A sample card from the Ringelmann Smoke Chart.
Note: This is an encore post and originally appeared in 2005 on the 1947project.
Shall we talk about noir? Let’s start with the skies over Los Angeles, which are so dirty that visibility is sometimes less than a mile. And while the word “smog” has been used by the U.S. Weather Service since at least 1914, it has taken on new urgency in postwar Los Angeles, resulting in the state’s first anti-smog law, signed by Gov. Earl Warren and reported in The Times, June 11, 1947.
The Times has seldom lobbied so militantly for any measure. It has written editorials, run several multipart series by Ed Ainsworth and even imported an air pollution expert from St. Louis, Raymond R. Tucker, to analyze Los Angeles’ problems.
And how bad are they?
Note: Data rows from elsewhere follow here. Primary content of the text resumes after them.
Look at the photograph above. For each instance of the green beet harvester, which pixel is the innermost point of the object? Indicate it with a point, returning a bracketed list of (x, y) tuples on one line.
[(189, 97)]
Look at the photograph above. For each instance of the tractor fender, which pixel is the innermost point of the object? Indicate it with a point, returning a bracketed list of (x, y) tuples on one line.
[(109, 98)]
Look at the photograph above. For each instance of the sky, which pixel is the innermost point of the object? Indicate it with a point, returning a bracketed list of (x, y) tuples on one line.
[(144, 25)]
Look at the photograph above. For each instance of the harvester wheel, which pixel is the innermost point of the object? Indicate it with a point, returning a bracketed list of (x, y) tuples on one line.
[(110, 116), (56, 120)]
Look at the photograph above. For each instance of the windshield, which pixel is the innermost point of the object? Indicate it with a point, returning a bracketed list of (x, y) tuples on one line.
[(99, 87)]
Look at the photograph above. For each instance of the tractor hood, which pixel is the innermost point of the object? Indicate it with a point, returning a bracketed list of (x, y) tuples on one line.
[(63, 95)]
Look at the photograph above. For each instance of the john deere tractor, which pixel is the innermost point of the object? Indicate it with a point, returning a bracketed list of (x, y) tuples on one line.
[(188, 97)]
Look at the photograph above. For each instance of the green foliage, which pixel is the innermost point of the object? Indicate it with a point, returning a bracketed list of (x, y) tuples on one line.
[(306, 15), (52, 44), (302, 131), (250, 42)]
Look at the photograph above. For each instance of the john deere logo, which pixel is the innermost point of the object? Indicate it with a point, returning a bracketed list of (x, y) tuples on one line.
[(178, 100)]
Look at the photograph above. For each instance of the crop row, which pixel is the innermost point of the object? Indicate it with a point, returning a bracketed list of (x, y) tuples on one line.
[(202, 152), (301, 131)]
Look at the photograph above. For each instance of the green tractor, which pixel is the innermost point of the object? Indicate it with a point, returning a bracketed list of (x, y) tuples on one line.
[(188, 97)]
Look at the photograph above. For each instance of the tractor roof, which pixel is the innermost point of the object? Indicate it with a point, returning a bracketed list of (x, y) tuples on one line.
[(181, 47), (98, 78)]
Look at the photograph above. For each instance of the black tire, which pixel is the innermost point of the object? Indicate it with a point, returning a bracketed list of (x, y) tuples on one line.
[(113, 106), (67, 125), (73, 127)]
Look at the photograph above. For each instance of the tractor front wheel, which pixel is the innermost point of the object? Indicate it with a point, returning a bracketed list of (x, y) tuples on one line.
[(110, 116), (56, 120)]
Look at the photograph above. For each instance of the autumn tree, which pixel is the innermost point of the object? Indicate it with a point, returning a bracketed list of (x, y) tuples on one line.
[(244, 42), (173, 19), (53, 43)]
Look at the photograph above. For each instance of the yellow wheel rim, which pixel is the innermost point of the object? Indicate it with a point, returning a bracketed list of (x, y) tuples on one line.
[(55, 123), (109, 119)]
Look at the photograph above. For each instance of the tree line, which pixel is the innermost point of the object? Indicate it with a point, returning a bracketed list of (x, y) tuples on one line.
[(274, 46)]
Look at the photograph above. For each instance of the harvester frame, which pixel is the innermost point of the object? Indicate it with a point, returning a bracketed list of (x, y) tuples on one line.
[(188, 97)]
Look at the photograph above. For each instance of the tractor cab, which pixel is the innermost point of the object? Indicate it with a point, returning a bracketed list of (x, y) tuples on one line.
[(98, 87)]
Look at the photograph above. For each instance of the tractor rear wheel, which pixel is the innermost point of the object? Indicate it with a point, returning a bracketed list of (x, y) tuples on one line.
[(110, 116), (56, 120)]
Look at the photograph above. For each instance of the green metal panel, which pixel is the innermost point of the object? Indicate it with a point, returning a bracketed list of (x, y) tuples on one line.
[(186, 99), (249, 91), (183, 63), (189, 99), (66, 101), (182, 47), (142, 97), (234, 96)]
One plant operator admits to smokestack emissions of 50 tons of sulfur dioxide per day. (That’s right, per day not per year).
As Tucker notes, air pollution is a blend from many sources: Oil companies, lumberyards, municipal incinerators (the city of Los Angeles is a major culprit), foundries, and to a lesser extent, cars and buses, although diesel trucks are more of a problem. The oil companies and lumber firms oppose the smog law initially, but concede after intense lobbying.
Among the major polluters are three public dumps near Normandie and 120th Street, an asphalt plant in what was then the Roscoe (now Sun Valley) portion of the Valley and especially the Los Angeles By-Products plant at 1819 E. 25th St. (82% to 94% of the stack emissions are metallic, The Times says).
In essence, the law allows each county to set up its own smog control district, although Los Angeles County is the only one expected to do so at first. Police officers are issued Ringelmann Smoke Charts and instructed in their use.
But it took time. For example, backyard incinerators weren’t banned in Los Angeles until 1955.